UUHKPD : Reformasi Keuangan Daerah

 
Banjarmasin, Bbs-news.id  -  Pengelolaan fiskal di Kalimantan Selatan (Provinsi, Kabupaten, Kota) masih dihadapkan pada kendala.

Menurut Kakanwil Direktorat Jenderal Perbendaharaan Kalsel Sulaimansyah, kendala tersebut yaitu : (1) Tingkat kemandirian fiskal yang masih belum optimal dalam penyediaan sumber 

pendanaan pembangunan, (2) Proporsi penyerapan anggaran yang kurang optimal rendah diawal dan menumpuk diakhir tahun anggaran. (3) Masih tingginya proporsi belanja operasional 

(penunjang) sehingga belum dapat optimal percepatan pembangunan. (4) Belum optimalnya efektivitas dan efisiensi penggunaan anggaran dalam mencapai sasaran pembangunan. (5) Belum 

optimalnya sinkronisasi anggaran daerah dan sasaran pembangunan nasional. Hal ini perlu perubahan/reformasi dalam kebijakan fiscal pusat dan daerah yang dapat meningkatkan kualitas dalam pengelolaan Keuangan daerah.

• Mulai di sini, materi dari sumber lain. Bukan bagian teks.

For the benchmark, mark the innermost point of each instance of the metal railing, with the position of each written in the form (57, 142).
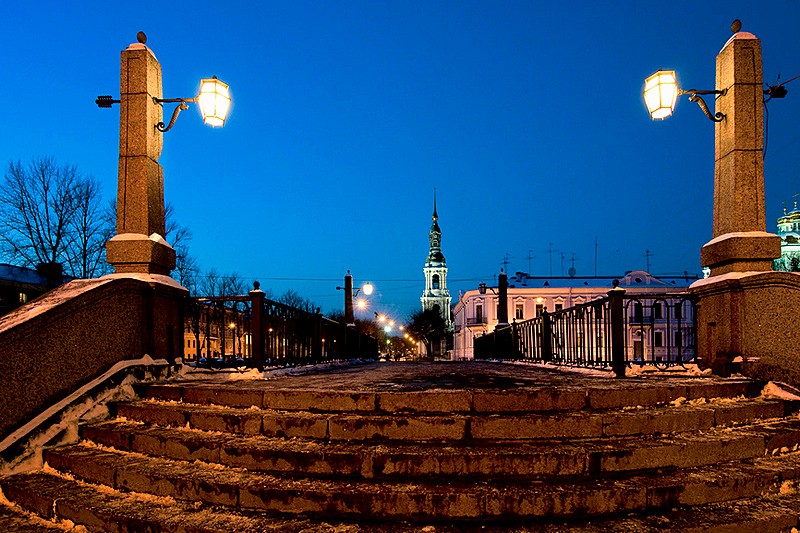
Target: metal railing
(612, 331)
(252, 331)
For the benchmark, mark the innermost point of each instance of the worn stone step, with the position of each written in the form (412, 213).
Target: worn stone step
(14, 519)
(548, 458)
(100, 508)
(600, 395)
(109, 510)
(414, 427)
(238, 488)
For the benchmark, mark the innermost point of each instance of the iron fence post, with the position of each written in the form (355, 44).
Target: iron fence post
(257, 324)
(547, 338)
(617, 318)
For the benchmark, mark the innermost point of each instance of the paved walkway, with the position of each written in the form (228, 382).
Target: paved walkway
(417, 376)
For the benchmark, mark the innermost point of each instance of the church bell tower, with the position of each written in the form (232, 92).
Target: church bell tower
(436, 293)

"Undang-undang Nomor 1 tahun 2022 tentang Hubungan Keuangan antara Pemerintah Pusat dan Pemerintah Daerah merupakan tonggak reformasi dalam pengelolaan Dana Transfer ke daerah dan pengelolaan Keuangan Daerah. Reformasi yang terjadi bukan hanya tambal sulam tetapi komprehensif mulai dari hulu sampai hilir," ungkap Sulaimansyah, Senin (14/11/2022).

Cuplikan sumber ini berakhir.